The Body of an Americanis a two-hander that tells the true story of the Canadian photojournalist and Pulitzer prize winner Paul Watson. It focusses on the photograph that made Watson famous: a harrowing portrait of Sgt. William David Cleveland as his corpse is paraded through the streets of Mogadishu.

Watson, in his prize winning book, details his own anxieties about his role in choosing to photograph Cleveland – perceiving that the bad publicity it generated was responsible for Clinton’s decision to withdraw from Somalia, which action arguably precipitated a whole chain of events as the humanitarian crisis developed and Al-Qaeda support given to Mohammed Farrah Aidid was not properly identified or dealt with. Watson at one point seems to suggest that 9/11 and subsequent US foreign policy are all attributable to this one photo. This seems a touch simplistic – most worryingly of all, involving a blind acceptance of the idea that the war on terror, as the Bush administration argued, was nothing but a straightforward response to an actual threat.

Nevertheless, the idea of exploring a single photo supposed to have shaped the course of history has some grounds as a dramatic device. It’s the Lord Jim conundrum – a moment in someone’s past, supposedly decisive in determining the fate of other people’s lives, and that they can never forget. Just before Watson takes the photo, he hears Cleveland say, “If you do this I’ll haunt you forever.” Regardless of how reductive a political analysis lies behind this, it raises some interesting questions about the ethics of photojournalism – and as the Arab Spring has shown us, we are all photojournalists now. The lesson seems to be that even the seemingly neutral and objective photograph can have ramifications, political and ideological, of which we should be aware.

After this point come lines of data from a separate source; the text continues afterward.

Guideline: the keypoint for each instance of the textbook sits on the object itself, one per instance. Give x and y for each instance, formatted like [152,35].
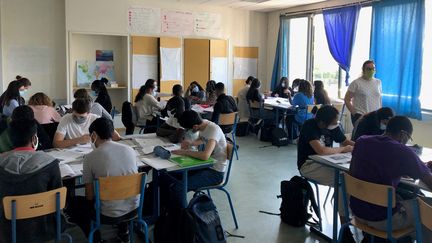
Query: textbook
[186,161]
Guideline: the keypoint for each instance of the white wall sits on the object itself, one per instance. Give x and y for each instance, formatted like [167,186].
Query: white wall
[34,45]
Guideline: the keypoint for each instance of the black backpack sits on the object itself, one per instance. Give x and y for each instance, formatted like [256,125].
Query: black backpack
[279,137]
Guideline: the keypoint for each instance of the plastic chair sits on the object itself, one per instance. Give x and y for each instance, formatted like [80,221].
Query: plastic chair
[221,186]
[230,119]
[377,194]
[120,188]
[24,207]
[423,216]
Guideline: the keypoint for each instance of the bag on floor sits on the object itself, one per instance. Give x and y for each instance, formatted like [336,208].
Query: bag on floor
[279,137]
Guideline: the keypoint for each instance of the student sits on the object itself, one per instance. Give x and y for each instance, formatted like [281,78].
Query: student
[384,159]
[225,104]
[243,106]
[282,89]
[372,123]
[24,171]
[320,94]
[43,110]
[95,108]
[146,105]
[108,158]
[174,108]
[195,93]
[99,91]
[364,93]
[212,136]
[73,128]
[12,98]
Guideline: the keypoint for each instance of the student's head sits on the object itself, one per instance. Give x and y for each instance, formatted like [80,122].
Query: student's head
[249,80]
[23,133]
[327,117]
[101,130]
[177,90]
[305,87]
[368,69]
[220,88]
[190,120]
[400,129]
[40,99]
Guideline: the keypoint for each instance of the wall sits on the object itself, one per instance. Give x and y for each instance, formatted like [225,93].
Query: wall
[34,44]
[241,28]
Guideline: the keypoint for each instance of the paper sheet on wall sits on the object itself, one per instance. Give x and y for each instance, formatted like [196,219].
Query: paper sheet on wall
[171,63]
[177,22]
[144,20]
[143,67]
[219,69]
[208,24]
[245,67]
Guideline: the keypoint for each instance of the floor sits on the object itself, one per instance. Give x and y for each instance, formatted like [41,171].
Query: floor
[254,184]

The real focus of the play, however, is removed from all this. What we get is a dramatisation of the author’s research into the writing project, as the email correspondence between playwright Dan O’Brien and Watson is interwoven with imagined scenarios and a portrayal of their actual meeting. It takes on a decidedly self-reflexive tone – we hear of O’Brien’s private traumas and his acute sense of ineffectuality as an author of historical dramas who unlike Watson fails to engage with real life affairs. We also hear of Watson’s psychological trauma (he suffers from PTSD) and his concerns about Cleveland’s family. All very well, perhaps, but you can’t help but feel that there is so much more to be garnered than this often trite and, compared to what happened in Somalia, insignificant “human story” focus. The naval gazing surrounding O’Brien’s writing processes is, in particular, hard to justify – especially seeing as it is so at odds with the very sentiment it attempts to convey: namely, that within our current paradigm writing removed from political actuality is an intolerable travesty.

These objections aside – the production has commendable qualities. William Gaminara and Damien Molony are both highly competent, and manage to play a wide range of roles between them without these feeling too broad or one dimensional. Watson’s photos, projected so that the audience have to physically turn to see them, are illustrative, discomforting and provocative. The set is less convincing – a lazy attempt at immersive design, as fake snow covers the floor of a bunker. It’s like sitting inside a nuclear fallout themed snow shaker, which hardly matches the naturalistic timbre of the play.

All in all, a decent production, an important theme, but a failure on the playwright’s part to discern both the drama and the political import of his subject matter, as the metafictional dimension takes over.